Andromache sighs, scrubs a hand over her face in a gesture so disgruntled and familiar it nearly brings her to tears again. “Don’t think I’ll be able to, now.” Her eyes flick over to Yusuf, standing by the stove, the kettle behind him. “Maybe you should make a pot, Joe.”

He smiles, turning back to the stove, and Andromache drops down into a chair with a tired huff. Quỳnh returns to her seat next to her. Andromache takes a sip from the cold dregs in Quỳnh's mug and grimaces. Outside, the rain picks up, drops beading on the window. Yusuf brings a pot to the table and sets it in the middle to steep, slides a mug over to Andromache, takes his own seat again. Under the table, Andromache reaches over to twine their fingers together.

“Well,” she says after a long moment of silence where nobody seems to know what to say. “We have all night. You might as well catch me up on what I missed for the last five hundred years.”

Andromache shakes her head and shuts her eyes, exhaustion weighing heavy. Yusuf huffs a laugh. “What’s there to say? A few dozen wars, a hundred languages lost, whole peoples and cultures wiped out. Entire continents pillaged. A whole lot of books published. A few notable paintings. A man walking on the moon. Billions dead, many more billions born.”

“As it ever was.”

He inclines his head. “As it ever was. You missed the Booker saga, of course, and if you thought Nico and I were difficult when you first found us, that stubborn idiot is a whole other level…”

She reaches over, pours the tea for them all. “Tell me.”

“Well, I have to start with Napoleon, then…”

Andromache’s hand in hers. Yusuf’s voice, the way he tells stories, hands waving, words weaving a picture she can see. The warmth of tea in her mouth, her belly. The rain outside, the creak of the old house, the faint sound of Nico snoring a few rooms away. She remembers that dream, early on, of Nile and Yusuf in a warm kitchen, laughing together. How angry she was. Light glints off Yusuf’s rings as he waves his hand. Andromache inches closer to her, until their shoulders and arms are pressed together, a warm line at her side, the shape she was missing for so long.

She lets herself relax, bit by bit, carried away by Yusuf’s voice and Andromache’s touch. She closes her eyes and steeps herself in her family, and for the first time in forever, she does not think of the sea.

**Notes for the Chapter:**

> Sorry I went AWOL! Life and other projects are kicking my ass.
> 
> I'm on [tumblr!](https://prevalent-masters.tumblr.com)

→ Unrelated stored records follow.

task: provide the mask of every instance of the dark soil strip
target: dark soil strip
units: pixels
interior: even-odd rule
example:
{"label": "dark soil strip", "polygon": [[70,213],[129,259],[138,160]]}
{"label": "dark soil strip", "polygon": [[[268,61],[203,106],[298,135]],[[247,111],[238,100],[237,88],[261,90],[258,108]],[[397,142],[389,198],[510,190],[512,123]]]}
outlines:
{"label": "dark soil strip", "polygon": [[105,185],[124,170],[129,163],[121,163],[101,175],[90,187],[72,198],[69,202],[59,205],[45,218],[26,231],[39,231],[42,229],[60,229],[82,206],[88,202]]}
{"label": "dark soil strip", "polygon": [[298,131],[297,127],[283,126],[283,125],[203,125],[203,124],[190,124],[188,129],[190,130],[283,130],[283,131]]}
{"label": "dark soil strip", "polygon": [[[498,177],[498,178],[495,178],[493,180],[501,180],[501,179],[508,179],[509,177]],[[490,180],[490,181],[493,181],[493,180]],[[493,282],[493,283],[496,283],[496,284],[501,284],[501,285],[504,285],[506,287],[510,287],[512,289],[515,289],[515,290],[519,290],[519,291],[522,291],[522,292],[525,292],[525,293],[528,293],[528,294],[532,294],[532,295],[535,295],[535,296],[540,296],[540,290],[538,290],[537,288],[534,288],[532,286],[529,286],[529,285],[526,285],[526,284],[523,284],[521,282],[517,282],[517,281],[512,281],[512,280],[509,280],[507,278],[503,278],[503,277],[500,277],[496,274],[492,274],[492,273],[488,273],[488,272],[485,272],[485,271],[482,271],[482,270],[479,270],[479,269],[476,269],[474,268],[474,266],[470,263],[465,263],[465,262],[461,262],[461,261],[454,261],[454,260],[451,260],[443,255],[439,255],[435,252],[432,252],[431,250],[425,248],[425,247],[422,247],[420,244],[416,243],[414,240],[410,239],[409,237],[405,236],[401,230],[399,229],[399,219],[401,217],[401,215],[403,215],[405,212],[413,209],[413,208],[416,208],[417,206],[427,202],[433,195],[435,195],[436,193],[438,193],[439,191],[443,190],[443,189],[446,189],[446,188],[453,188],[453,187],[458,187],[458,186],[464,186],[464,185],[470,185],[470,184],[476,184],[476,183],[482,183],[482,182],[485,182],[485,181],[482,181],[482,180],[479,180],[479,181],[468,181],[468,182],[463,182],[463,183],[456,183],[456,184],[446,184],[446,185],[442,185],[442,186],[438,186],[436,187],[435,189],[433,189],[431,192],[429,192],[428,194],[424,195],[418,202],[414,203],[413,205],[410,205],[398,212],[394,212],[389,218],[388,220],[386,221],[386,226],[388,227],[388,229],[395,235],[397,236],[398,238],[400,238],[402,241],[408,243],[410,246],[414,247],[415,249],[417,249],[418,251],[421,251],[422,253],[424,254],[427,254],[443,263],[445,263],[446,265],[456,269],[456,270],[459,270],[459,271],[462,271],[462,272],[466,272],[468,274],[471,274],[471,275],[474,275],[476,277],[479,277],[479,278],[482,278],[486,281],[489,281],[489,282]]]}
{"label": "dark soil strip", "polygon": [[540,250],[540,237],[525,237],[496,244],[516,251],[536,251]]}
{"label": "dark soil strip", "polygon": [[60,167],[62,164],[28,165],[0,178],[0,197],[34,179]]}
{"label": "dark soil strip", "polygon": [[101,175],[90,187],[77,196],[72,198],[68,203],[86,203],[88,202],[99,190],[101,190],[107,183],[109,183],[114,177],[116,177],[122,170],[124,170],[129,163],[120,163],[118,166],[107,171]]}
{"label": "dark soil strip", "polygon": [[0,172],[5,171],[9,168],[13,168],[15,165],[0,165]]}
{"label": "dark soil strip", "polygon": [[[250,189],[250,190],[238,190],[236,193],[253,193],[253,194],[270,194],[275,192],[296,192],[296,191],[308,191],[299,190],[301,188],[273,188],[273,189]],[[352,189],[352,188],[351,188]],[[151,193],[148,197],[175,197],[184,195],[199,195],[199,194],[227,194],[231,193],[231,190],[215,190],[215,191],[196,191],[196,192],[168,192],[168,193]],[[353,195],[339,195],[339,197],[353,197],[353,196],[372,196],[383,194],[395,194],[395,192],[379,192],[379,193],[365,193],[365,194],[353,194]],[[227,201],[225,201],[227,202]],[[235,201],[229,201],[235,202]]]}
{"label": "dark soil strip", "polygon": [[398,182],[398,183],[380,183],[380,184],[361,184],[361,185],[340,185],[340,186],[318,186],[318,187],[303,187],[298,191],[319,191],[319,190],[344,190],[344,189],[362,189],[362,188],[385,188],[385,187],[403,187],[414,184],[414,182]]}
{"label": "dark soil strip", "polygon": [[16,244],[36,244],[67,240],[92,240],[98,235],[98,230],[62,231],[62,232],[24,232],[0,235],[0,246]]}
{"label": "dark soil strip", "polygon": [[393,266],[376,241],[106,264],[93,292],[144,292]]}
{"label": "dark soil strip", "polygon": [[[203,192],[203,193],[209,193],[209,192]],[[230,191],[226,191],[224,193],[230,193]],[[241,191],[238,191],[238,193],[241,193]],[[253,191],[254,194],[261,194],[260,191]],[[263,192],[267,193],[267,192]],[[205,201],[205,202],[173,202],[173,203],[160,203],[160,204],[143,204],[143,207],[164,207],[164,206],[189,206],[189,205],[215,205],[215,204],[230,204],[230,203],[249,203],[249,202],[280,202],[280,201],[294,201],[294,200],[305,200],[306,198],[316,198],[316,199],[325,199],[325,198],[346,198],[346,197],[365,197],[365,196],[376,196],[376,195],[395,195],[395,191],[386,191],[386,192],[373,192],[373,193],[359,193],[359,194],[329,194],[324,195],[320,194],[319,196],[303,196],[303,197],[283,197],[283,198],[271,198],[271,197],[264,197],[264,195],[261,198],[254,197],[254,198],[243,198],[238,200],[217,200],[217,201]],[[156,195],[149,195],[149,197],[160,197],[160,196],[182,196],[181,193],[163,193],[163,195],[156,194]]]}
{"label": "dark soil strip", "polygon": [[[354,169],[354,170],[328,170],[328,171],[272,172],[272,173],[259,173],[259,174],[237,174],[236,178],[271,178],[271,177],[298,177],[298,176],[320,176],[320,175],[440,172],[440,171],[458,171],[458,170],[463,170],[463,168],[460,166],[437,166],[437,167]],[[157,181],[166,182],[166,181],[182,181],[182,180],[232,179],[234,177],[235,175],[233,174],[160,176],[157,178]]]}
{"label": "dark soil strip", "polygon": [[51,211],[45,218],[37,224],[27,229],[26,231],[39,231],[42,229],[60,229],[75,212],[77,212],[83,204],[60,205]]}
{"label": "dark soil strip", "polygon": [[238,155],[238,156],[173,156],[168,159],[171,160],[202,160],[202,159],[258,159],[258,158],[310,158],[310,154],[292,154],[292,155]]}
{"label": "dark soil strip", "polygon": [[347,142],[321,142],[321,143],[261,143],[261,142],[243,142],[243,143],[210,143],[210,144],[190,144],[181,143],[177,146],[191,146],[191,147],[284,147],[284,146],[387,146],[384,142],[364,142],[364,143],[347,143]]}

	4. we search the other shore for some crossing home

It’s months—over a year—before anything happens. Or rather, before _it_ happens. The inevitable. Before Andromache nearly dies in front of her, before a bullet rips through her shoulder and it bleeds and it bleeds and it bleeds. She doesn’t move fast enough to block the shot and neither does anyone else, and she’s kneeling on the floor crying over Andy and trying to push the blood back into her body as Andy tries to comfort her—her! She’s not the one who needs comfort—mind back with Lykon as his lifeblood pooled around him, as he slipped away. 

Joe has to pull her off Andy to let Nile get to her, to patch her up. She screams at him, beats at his chest with her fists, tries to throw him off her, but he holds her fast. He whispers reassurances in her ear that she can’t hear through her own cursing. And when Andy finally sits up, grimacing, shoulder tightly wrapped, blood already seeping through the bandage, she tears herself away from Joe and falls to her knees in front of her.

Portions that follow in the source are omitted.